In terms of stocks, I have a selection of longterm holdings that I trim if prices run too far or add to when there is a sell- off. Although I have a slant towards growth, innovation and technology (secular trends), I am very aware that the valuations are high by historical measures. Some typical examples are the cloud-based cybersecur­ity stocks CrowdStrik­e and Zscaler and the enterprise software companies Atlassian and Snowflake.

My portfolio has been positioned with a barbell approach to capture both growth stocks with reasonable valuations, such as Alphabet and Apple, and cyclical quality stocks such as Honeywell, which has exposure to clean energy and aerospace.

In life sciences, I tripled my money on the biotech Moderna and took profits. Regeneron, another biotech company that produces a monoclonal antibody product used to fight Covid infections, has also been a winning investment.

I took profits after Tesla’s stratosphe­ric run to $US855, although the stock remains in the portfolio, as do some long-term holdings in Shopify, Amazon, Microsoft, Apple, Salesforce, Service Now, CrowdStrik­e, PayPal and Square.

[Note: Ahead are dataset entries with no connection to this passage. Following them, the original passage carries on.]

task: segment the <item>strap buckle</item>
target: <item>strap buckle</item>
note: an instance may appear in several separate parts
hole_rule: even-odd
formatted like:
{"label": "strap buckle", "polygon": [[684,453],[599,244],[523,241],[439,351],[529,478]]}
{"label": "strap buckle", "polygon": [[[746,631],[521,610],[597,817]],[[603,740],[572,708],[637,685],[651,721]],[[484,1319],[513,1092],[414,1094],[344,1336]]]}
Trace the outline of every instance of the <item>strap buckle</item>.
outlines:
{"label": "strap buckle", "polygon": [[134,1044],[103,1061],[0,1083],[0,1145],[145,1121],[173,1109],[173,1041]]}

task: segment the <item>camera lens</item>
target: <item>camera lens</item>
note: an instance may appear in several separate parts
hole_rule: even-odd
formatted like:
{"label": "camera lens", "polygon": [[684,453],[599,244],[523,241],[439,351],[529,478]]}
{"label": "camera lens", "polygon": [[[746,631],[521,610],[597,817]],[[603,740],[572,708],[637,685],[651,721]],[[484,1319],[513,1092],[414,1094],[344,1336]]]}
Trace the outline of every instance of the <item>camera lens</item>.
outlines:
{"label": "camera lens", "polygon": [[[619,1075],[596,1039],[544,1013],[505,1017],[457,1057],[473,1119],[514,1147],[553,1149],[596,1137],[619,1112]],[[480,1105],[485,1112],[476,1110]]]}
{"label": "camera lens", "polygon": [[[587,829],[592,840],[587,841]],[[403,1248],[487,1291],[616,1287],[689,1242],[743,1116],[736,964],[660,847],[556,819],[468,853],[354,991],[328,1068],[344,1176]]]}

In the cybersecur­ity theme I added Palo Alto Networks when the stock was sold off in September. Disney remains my re-opening/ digital streaming play and I continue to hold some MGM and Alaska Air for the re-opening that comes and goes.

On balance, I try not to trade the stocks, but some of the moves have been so large that not taking profits seemed imprudent.

I will retain and add to quality stocks in predominan­tly secular growth themes such as decarbonis­ation, digitalisa­tion, the cloud, cybersecur­ity, digital wallets and payment systems as well as asset/wealth management.